A thorough review of TWC's skeletonizing work and how it illuminates the disparity in craftsmanship between indy watch brands and mainstream consumer luxury brands. Now enjoy some of the finest horological innovations you have ever seen.
What differentiates an independent watchmaker like TWC from the mainstream consumer luxury watch brands is the attention to detail and handwork applied to the production of its product. This reality creates an endless realm of creative possibilities where TWC can make whatever watch it desires to make. There are no burdens imposed on independents like TWC from the capitalist structure of consumer luxury. There are no retailers requesting split allocation, there is no required quantity, and there doesn't have to be some exact code for the production of each watch. This results in simply the purest form of the craft, in which every wearer of a TWC timepiece can look down at their wrist and think, "not a single other individual has this exact same watch." TWC doesn't make watches for its customers to buy, TWC makes watches for its customers. Handmade horological instruments are an art form that appeal directly to those whom enjoy it as such. In this article, we take a look at some of our finest work, and show you why the mainstream consumer luxury watch brands can't even be put in the conversation with the likes of indy watch brands like TWC in terms of what's possible in handmade craftsmanship.
Our Skeleton collections over the years are a perfect example to explain the varying attention to detail and handwork applied in the production process between indy watch brands like TWC and the mainstream consumer luxury brands. TWC has marked itself as the lead American mechanical watchmaker over the past two decades due to many of the Skeletons you will soon see in this article. The skillset required to create these masterpieces is as rare to find here in the USA as it is to find a lepricon digging for gold at the end of a rainbow. Thats right, it's basically impossible. Thankfully, our founders from Germany happened to not only play large roles in the pioneering of this art form over sees, but brought it along with them once they came to the US. More importantly, their relationships with the few artisans whom share their skillset back in Germany remain strong today, allowing for the scaled production of this kind of work. This is a form of horological craft that just about won't be found anywhere else, except for the few friends of ours back in Europe whom we work with consistently.
All TWC Skeleton models are produced in very limited numbers, usually ranging between 10-20 with certain gold pieces limited to 5. The limited edition Quarter-Skeleton above is one of our most innovative mechanical sculptures, featuring the rear-end of the movement's plate as the dial.
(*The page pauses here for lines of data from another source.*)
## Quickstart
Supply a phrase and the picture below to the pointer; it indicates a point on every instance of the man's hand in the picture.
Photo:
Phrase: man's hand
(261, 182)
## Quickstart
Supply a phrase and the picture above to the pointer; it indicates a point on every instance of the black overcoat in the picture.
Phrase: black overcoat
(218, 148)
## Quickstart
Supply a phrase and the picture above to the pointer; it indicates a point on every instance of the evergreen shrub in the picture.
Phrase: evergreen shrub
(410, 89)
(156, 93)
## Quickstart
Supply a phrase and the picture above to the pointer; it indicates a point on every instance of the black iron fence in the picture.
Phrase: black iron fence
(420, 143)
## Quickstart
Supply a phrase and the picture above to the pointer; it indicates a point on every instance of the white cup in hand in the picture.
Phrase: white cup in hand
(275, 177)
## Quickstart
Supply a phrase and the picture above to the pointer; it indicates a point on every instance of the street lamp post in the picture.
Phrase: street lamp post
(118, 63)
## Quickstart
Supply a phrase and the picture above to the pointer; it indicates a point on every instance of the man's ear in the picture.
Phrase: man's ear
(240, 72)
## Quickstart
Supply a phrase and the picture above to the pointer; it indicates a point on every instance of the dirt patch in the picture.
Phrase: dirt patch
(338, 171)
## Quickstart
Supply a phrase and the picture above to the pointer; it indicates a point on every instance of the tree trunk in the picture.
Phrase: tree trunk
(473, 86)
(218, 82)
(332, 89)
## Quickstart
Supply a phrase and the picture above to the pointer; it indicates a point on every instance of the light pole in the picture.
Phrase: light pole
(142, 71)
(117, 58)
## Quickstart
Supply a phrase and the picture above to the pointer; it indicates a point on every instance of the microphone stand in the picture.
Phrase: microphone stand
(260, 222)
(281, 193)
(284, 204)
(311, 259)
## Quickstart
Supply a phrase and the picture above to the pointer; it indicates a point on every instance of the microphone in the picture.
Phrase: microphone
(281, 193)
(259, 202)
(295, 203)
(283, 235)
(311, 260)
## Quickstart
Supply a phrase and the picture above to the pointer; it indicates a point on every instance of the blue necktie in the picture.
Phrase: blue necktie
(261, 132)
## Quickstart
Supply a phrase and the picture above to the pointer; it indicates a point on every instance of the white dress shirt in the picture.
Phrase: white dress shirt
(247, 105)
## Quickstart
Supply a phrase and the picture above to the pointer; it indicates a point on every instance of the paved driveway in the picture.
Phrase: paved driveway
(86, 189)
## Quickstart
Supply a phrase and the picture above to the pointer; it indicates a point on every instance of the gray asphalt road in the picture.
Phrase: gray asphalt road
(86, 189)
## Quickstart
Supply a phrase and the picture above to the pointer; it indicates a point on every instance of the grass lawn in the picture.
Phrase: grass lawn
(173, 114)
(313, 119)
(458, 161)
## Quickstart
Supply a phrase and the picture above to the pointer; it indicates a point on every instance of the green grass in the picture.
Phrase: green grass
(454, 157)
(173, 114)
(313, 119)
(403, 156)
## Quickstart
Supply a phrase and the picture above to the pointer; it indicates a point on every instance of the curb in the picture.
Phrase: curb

Hand-pressed and turned is an intricate pirlage pattern that has been finished with heat-application, bluing and further processes to produce a green effect. A decorative piece that explores various colors, reflective points and textures. With the ruby jewels, sterling silver outer dial, skeletonized white cathedral hands, dial layering, pirlage and guilloche, the Quarter-Skeleton couldn't do a better job at exactly what it was made to do...keep its wearer in endless awe. Nobody else's opinion matters for you, just yours.
This timepiece is yet another that was produced in collaboration with Jochen Benzinger, the master guilloche artist out of Germany and longtime friend of TWC founder, Hartwig Balke. The outer dial is made of solid sterling silver, with applied black indices atop of the elegant brushed finish. The inner dial is uniquely skeletonized, exhibiting a dynamic layout of hand-guilloche outer-dials that overlap with one another, forming a sense of single-plane sculptural abstraction. The skeletonized dial also features rose gold elements, adding a formal elegance to the timepiece. Last but least, a lone second hand, painted in red, completes the complex aesthetic with a bold statement of contrasting tone.